Ketika PKK Kabupaten Blora mengadakan lomba memasak kue, Ani memilih membuat Semprong Waluh untuk kue yang dilombakan. Selain bahan dasarnya murah, cara membuatnya relative mudah dan tidak rumit. Lomba PKK itu akhirnya mengantarkan ‘Semprong Waluh’ Ani Santoso keluar sebagai Juara Pertama. Tidak itu saja, semprong berbahan dasar Waluh atau Labu Kuning juga mendapat Piagam Penghargaan dari Menteri Pertanian Republik Indonesia tahun 2010.
Ani berpikir, piagam kejuaraan yang diperoleh tidak akan memberi manfaat apapun apabila hanya menggantung di dinding rumah. Percuma katanya. Ia kemudian berusaha membuat kue setiap hari dan menjual pada tetangga. Selalu saja habis dibeli orang sebelum petang datang. Situasi ini mendorongnya mencari pinjaman ke Bank, agar ia bisa membuka usaha, meskipun ia tidak berhasil mendapat pinjaman.
Ani mengetahui ada dana PKBL di Perhutani yang bisa dimanfaatkan oleh usaha kecil, tetapi ia tidak berani meminjam karena kuatir ditolak. Melalui petugas PKBL, akhirnya Ani bersiskusi dan memberanikan diri mengajukan proposal pinjaman. Setelah menunggu dua tahun, Perhutani Cepu akhirnya memberi pinjaman PKBL sebesar Rp 5 juta akhir 2012. Sungguh ia bersyukur mendapat pinjaman itu. Nilai nya cukup untuk membeli mixer besar sebagai modal usaha.

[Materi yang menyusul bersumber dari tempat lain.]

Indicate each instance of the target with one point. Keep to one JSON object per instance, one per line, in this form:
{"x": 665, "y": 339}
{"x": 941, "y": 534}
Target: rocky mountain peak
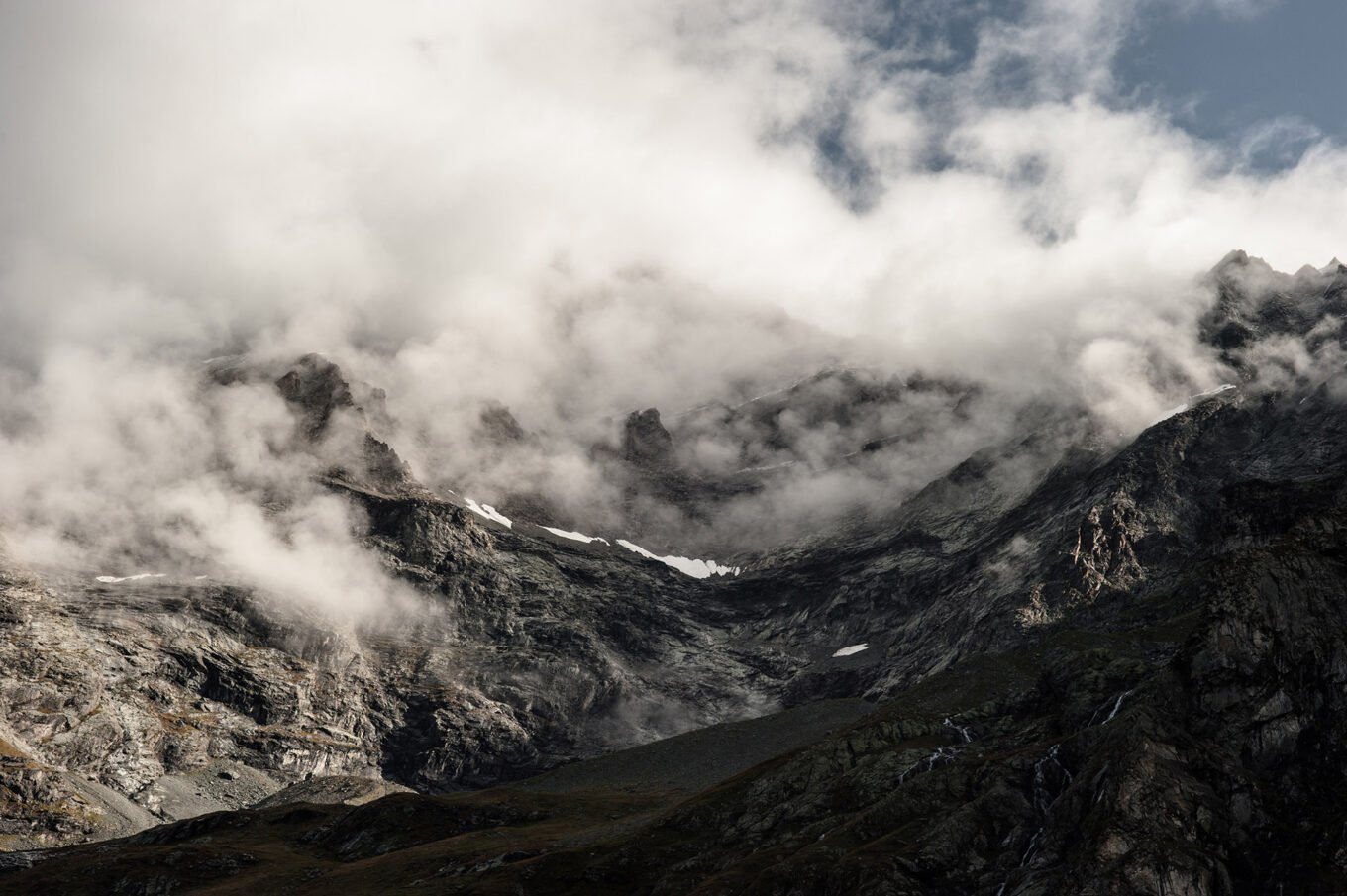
{"x": 646, "y": 443}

Sejak itulah, usaha Ani Santoso perlahan berubah. Sebelumnya ia hanya menghasilkan 20 resep per hari atau 100 bungkus kemasan 250 gram. Kini bisa membuat 35 resep atau 175 bungkus kemasan 250 gram perhari. Usahanya dibantu 12 orang tetangga sekitar sebagai karyawan, dulu dikerjakan sendiri. Keuntungannya melambung, omsetnya mencapai Rp 65 juta per bulan.

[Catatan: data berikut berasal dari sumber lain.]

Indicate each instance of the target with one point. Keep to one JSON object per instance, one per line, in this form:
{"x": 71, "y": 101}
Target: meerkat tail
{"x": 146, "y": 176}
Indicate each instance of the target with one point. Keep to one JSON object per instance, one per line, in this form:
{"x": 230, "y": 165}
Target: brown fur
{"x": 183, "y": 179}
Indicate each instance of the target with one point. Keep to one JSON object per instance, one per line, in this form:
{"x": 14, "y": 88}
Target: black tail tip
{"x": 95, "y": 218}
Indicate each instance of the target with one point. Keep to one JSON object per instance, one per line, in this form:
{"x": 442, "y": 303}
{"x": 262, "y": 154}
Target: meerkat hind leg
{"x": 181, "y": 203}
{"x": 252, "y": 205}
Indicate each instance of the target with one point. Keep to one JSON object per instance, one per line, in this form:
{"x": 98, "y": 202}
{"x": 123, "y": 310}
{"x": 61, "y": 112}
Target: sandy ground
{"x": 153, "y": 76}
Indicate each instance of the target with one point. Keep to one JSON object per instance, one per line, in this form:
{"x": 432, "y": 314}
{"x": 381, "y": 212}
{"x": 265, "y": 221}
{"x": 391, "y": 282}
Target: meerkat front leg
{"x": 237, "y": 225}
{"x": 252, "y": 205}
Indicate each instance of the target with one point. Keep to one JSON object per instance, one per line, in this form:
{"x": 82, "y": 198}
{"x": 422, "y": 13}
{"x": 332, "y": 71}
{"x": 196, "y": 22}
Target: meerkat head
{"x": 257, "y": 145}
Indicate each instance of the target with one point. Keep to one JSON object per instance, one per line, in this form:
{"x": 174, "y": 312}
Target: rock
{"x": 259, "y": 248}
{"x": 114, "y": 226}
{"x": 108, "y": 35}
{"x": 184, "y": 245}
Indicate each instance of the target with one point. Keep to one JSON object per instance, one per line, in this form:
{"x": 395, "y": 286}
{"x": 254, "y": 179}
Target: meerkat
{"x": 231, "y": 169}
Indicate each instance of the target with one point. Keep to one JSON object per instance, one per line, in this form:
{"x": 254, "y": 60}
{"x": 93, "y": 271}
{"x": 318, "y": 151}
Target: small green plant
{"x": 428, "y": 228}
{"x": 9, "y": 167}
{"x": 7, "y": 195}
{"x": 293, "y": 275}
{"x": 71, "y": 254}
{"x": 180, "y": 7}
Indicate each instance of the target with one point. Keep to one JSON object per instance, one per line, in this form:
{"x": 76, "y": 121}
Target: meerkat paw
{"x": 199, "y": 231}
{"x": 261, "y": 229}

Bahan baku waluh atau labu kuning di peroleh dari petani-petani hutan di Cepu dan Randublatung. Rata-rata dibutuhkan 40-50 buah per hari. Kita tahu kandungan gizi waluh kuning terutama vitamin A, Vitamin C, betakaroten dan alpha hydro-acid sangat tinggi sehingga sangat baik untuk kesehatan dan meningkatkan daya tahan tubuh.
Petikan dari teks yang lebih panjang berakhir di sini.